When I attended the CEATAC consumer-electronics conference in Tokyo last October, my favorite bleeding-edge technology was ultra-super-high-resolution TV — sets with displays that are 4,000 or even 8,000 pixels across in pixel resolution. Almost a year later, these HDTVs haven’t reached my living room or yours, and it’s possible that it’ll be many years before they do.
But Sony’s first 4K TV, which it announced this week at the IFA conference in Berlin, has made its way into the Sony Store at the Stanford Shopping Center in Silicon Valley. Sony held a media event at the store this morning to show off the set and other new products, and I cheerfully admit that I found the TV demo enthralling.

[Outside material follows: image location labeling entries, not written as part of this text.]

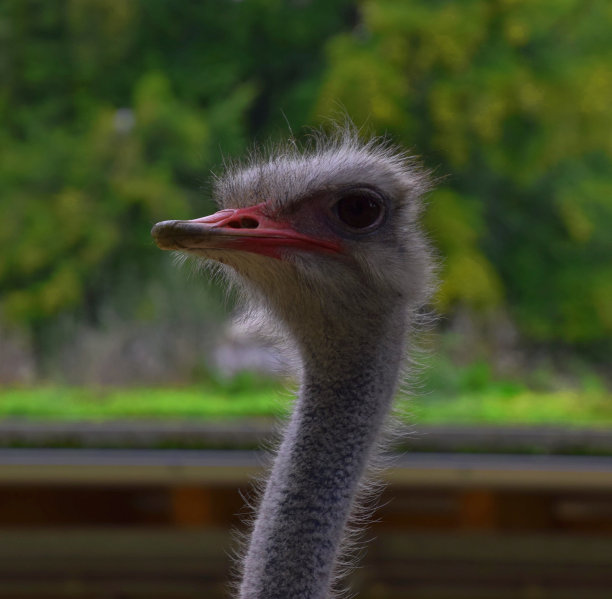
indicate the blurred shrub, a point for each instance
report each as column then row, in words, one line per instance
column 511, row 98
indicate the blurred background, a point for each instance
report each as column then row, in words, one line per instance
column 114, row 114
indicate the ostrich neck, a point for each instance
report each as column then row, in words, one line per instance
column 346, row 392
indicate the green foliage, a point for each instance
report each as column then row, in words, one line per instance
column 511, row 98
column 112, row 113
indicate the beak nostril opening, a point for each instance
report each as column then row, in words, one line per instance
column 248, row 223
column 243, row 223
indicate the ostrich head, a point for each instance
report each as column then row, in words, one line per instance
column 326, row 240
column 322, row 238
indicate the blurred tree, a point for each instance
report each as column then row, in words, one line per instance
column 112, row 113
column 512, row 97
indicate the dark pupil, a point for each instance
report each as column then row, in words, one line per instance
column 358, row 211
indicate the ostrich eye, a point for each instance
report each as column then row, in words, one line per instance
column 359, row 210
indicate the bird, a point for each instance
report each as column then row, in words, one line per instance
column 323, row 239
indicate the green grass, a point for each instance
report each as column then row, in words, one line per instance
column 211, row 401
column 451, row 395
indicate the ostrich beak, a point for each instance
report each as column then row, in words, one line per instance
column 245, row 229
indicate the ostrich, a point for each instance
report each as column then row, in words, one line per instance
column 324, row 241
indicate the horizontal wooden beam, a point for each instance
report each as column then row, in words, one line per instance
column 235, row 467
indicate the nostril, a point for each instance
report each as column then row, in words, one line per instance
column 243, row 223
column 248, row 223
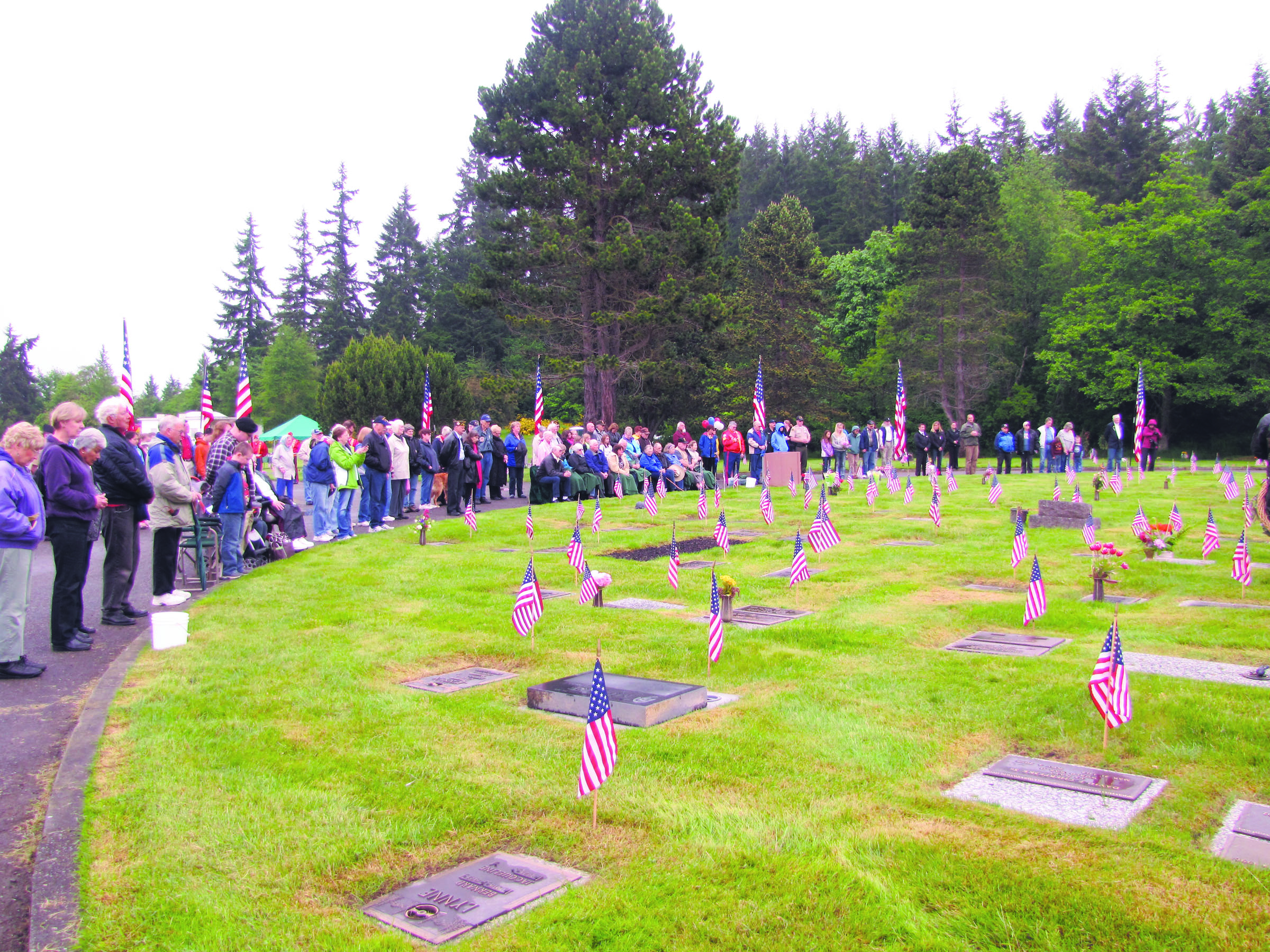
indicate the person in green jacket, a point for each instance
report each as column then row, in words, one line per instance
column 346, row 460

The TV is the Bravia XBR-84X900, and it’s an 84″ LED set with simulated 5.1 surround sound. There’s no broadcast 4K content or 4K Blu-ray yet, so the store was showing a loop of sample video played off a PC. It was spectacular — far more real-looking than any 3D I’ve ever seen.
Sony didn’t show us any 1080p video — which we may need to start calling “low-def high-def” someday — but the company says that it also looks great on the set, which uses Sony chips to upscale everything to cover all those additional pixels. (I sure hope that it looks better than standard-def video looks on today’s HDTVs.)

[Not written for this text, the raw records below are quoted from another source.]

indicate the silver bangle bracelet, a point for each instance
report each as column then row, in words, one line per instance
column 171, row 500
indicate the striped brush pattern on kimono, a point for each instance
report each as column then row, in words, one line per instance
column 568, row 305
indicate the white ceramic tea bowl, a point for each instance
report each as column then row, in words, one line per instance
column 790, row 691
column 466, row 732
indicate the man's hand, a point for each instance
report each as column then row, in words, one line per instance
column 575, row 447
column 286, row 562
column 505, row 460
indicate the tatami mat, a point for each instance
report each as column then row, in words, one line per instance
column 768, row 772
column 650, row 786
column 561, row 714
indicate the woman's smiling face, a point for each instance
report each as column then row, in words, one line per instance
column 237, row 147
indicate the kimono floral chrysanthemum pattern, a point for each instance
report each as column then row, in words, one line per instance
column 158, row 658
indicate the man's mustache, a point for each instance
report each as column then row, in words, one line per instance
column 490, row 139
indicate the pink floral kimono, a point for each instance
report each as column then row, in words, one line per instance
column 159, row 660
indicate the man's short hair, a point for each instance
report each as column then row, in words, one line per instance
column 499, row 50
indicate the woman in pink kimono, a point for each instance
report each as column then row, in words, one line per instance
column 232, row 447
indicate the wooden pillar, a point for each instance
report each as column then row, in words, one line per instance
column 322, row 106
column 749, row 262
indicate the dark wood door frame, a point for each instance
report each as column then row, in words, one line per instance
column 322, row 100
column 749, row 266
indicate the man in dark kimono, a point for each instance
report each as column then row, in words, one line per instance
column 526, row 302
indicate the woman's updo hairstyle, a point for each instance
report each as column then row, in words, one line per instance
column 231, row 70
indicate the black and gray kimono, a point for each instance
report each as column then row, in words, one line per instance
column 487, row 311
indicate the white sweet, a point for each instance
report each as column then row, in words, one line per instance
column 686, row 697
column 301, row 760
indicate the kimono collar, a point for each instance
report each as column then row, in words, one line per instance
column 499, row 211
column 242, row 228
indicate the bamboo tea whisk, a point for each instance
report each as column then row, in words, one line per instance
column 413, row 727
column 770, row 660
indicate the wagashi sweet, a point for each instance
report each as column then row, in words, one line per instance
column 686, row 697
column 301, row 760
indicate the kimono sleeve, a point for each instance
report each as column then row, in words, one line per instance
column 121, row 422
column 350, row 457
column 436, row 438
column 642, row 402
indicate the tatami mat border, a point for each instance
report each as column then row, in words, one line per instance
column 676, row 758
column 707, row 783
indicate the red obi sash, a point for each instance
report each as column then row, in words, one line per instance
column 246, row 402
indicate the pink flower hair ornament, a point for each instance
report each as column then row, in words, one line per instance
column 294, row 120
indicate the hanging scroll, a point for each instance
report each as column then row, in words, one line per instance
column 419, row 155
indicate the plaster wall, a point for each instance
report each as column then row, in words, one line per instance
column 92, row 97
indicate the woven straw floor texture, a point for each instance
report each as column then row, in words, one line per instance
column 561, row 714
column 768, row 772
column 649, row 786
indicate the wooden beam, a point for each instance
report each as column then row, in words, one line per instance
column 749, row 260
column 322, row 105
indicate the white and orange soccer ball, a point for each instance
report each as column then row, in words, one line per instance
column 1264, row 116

Now, there’s no consensus yet that 4K makes sense in the home. In January, home-theater journalist Geoffrey Morrison, who knows far more about this stuff than I do, argued at length that the human eye can’t see the difference between 4K and garden-variety 1080p video, especially when shown on TVs in the sizes that are typical for in-home use. (The new 84″ Sony is the company’s largest set ever, although it didn’t look all that vast at the Sony Store — the place is sprawling, and the TV had a large quantity of wall real estate to itself.)
Morrison summed up at-home 4K in one word: “stupid.” He did concede that it’s helpful for 3D TV that uses passive glasses, since that technology effectively halves the pixel resolution and therefore needs all the pixels it can get — the Bravia also does passive 3D, but Sony didn’t show it to us today.
I bow to Morrison’s expertise. I understand that sample video created to make a TV look good, such as the loop Sony is using, can be deceptively impressive. And I know that it’s pointless to get too excited about 4K until there’s lots of content and affordable devices capable of delivering it to a 4K TV. (Some content is being shot in 4K already, including a Taylor Swift music video that’s premiering tonight.)
Ultimately, though, I care most about what my own eyeballs tell me. They’re still excited about 4K, and Sony’s demo only got them more riled up about it.
Sony says that the XBR-84X900 will ship by the end of this year. It hasn’t disclosed the price yet; it plans to do so at next week’s CEDIA Expo, a conference attended by high-end electronics installers who specialize in catering to the needs of the sort of well-heeled home-entertainment nuts who might plausibly consider buying an 84″ 4K TV in the near future.